Invariably, someone along the line suggests porphyria, and the patient receives a workup for that. It’s virtually never porphyria.
Narcotic bowel syndrome (NBS) is another, lesser known, clinical entity that can cause puzzling chronic abdominal pain. I’ll admit I had not heard of it before, but wish I had — I’m sure I’ve missed the diagnosis. NBS is defined as chronic or recurrent abdominal pain associated with increasing doses of narcotics. The cause is paradoxical increased pain perception as a result of chronic narcotic use, along with a functional bowel obstruction from decreased GI motility.
Symptoms include intermittent, crampy chronic abdominal pain, nausea, vomiting, bloating, and constipation. Lab tests are often normal.
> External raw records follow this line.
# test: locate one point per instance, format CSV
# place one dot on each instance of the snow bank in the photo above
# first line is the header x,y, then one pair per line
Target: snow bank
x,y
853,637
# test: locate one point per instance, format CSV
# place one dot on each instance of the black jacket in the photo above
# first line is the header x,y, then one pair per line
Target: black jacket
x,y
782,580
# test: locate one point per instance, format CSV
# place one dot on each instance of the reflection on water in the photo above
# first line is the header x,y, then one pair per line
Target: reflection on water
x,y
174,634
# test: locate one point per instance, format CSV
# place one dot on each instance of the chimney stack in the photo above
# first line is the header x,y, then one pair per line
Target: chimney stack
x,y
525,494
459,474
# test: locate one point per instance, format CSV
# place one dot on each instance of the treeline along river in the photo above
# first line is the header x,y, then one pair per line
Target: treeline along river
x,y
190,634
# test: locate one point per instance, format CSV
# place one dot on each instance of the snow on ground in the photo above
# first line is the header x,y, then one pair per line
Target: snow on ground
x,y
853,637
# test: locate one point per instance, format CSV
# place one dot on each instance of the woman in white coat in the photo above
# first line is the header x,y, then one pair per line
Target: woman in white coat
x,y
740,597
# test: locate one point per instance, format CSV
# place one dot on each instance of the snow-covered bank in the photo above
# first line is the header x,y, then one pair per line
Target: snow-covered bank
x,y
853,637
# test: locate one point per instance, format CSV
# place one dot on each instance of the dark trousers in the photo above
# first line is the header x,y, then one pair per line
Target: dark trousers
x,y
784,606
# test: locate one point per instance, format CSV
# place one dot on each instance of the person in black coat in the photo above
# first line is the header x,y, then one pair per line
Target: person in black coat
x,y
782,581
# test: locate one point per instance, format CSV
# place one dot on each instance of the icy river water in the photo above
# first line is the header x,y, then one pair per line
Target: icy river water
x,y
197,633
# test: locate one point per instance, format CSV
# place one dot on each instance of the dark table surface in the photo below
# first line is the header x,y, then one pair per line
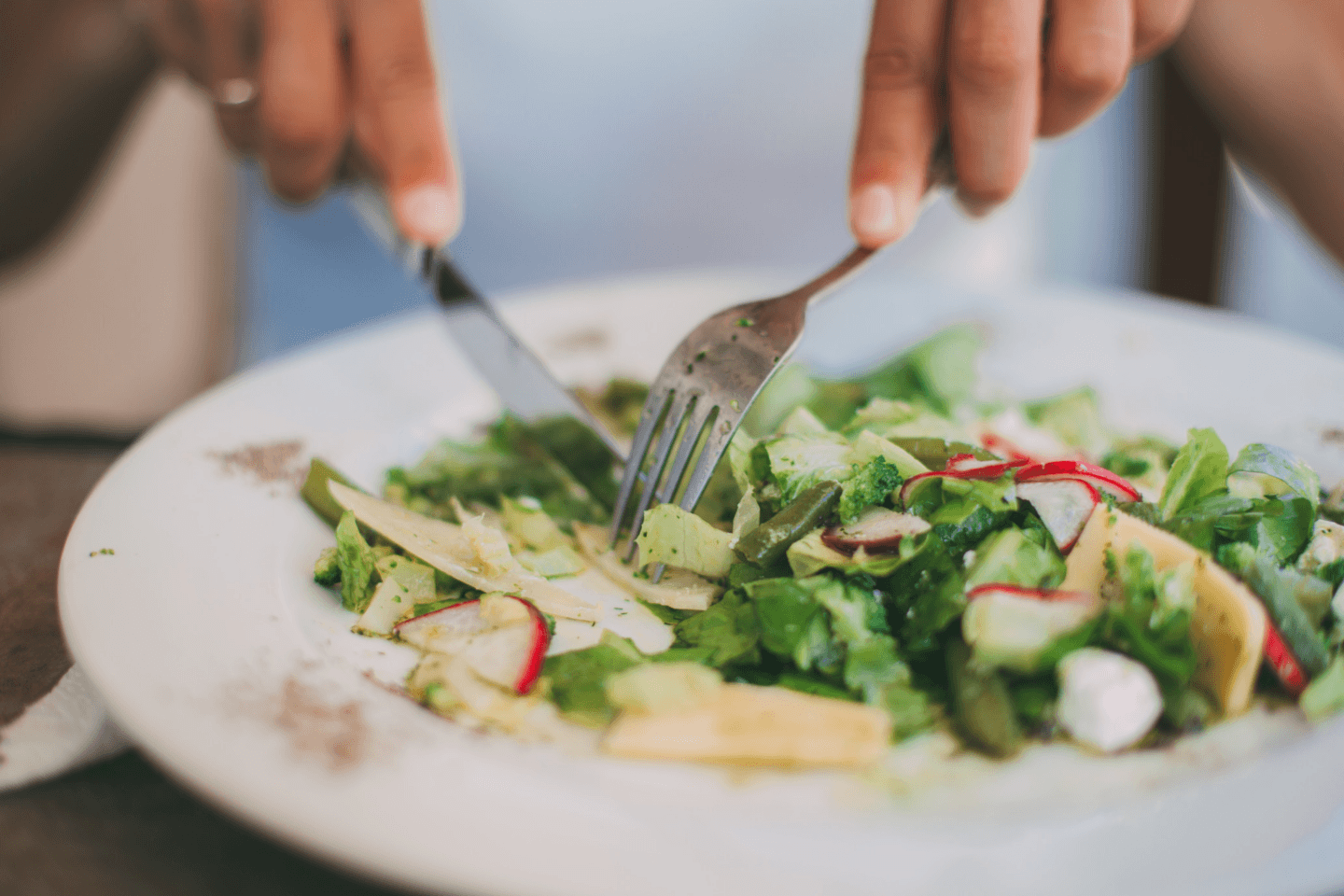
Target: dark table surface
x,y
118,828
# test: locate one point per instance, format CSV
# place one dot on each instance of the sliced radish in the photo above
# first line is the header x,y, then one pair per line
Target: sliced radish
x,y
1282,661
1035,594
512,656
972,468
445,630
1004,448
1090,473
959,468
507,654
1063,505
876,531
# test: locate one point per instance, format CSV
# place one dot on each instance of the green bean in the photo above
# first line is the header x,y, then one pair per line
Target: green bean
x,y
981,704
316,495
767,541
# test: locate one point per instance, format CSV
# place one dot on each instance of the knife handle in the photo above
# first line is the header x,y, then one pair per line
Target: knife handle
x,y
371,205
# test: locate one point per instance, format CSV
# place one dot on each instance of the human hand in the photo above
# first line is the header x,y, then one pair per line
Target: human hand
x,y
309,85
989,73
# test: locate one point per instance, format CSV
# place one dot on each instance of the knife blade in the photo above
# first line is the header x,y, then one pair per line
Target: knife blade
x,y
525,385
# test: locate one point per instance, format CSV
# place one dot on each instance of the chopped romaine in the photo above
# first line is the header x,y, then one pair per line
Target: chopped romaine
x,y
679,539
357,562
1197,471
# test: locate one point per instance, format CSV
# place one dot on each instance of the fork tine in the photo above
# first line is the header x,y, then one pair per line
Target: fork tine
x,y
705,464
671,426
702,416
650,416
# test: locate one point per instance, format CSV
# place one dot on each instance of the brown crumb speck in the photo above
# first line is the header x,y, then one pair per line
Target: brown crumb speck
x,y
333,733
272,462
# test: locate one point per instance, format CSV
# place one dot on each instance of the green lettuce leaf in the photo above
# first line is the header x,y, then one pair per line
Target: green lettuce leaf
x,y
800,462
1074,416
1285,470
925,590
1325,694
578,679
729,632
1008,556
357,562
1197,471
790,620
940,371
679,539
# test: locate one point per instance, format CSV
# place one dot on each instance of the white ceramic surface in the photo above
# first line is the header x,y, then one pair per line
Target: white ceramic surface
x,y
238,676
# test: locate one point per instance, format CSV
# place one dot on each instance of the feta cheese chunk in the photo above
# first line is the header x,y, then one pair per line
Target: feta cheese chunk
x,y
1106,700
1325,547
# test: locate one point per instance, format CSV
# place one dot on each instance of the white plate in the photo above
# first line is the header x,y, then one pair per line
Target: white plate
x,y
241,679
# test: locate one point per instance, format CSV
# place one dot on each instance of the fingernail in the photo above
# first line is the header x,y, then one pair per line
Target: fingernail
x,y
974,207
427,214
874,214
882,214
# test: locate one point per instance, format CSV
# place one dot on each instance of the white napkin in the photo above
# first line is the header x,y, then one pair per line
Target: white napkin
x,y
66,730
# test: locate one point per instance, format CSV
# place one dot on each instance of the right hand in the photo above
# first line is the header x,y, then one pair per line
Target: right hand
x,y
321,81
993,77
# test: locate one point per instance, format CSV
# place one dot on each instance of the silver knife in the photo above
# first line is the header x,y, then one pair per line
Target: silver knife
x,y
522,382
The authors list the following as definite “Diagnostic Criteria for Narcotic Bowel Syndrome:
- Chronic or frequently recurring abdominal pain (> 1 month) that is treated with acute high-dose or chronic narcotics AND ALL of the following:
- Pain worsens or incompletely resolves with continued or escalating doses of narcotics
- Marked worsening of pain when the narcotic dose is decreased and improvement in pain when narcotics are reinstituted
- Progression of the frequency, duration, and severity of pain
- The symptoms are not explained by another diagnosis
Treatment involves taking the patient off all narcotic medication — obviously not a direct responsibility of the emergency department, but one that should be discussed with the patient’s primary care physician if the diagnosis is suspected.
The authors conclude: “This syndrome should be considered in the differential diagnosis of all patients taking opiate pain medications that present with abdominal pain and altered gastrointestinal motility.” Recommended.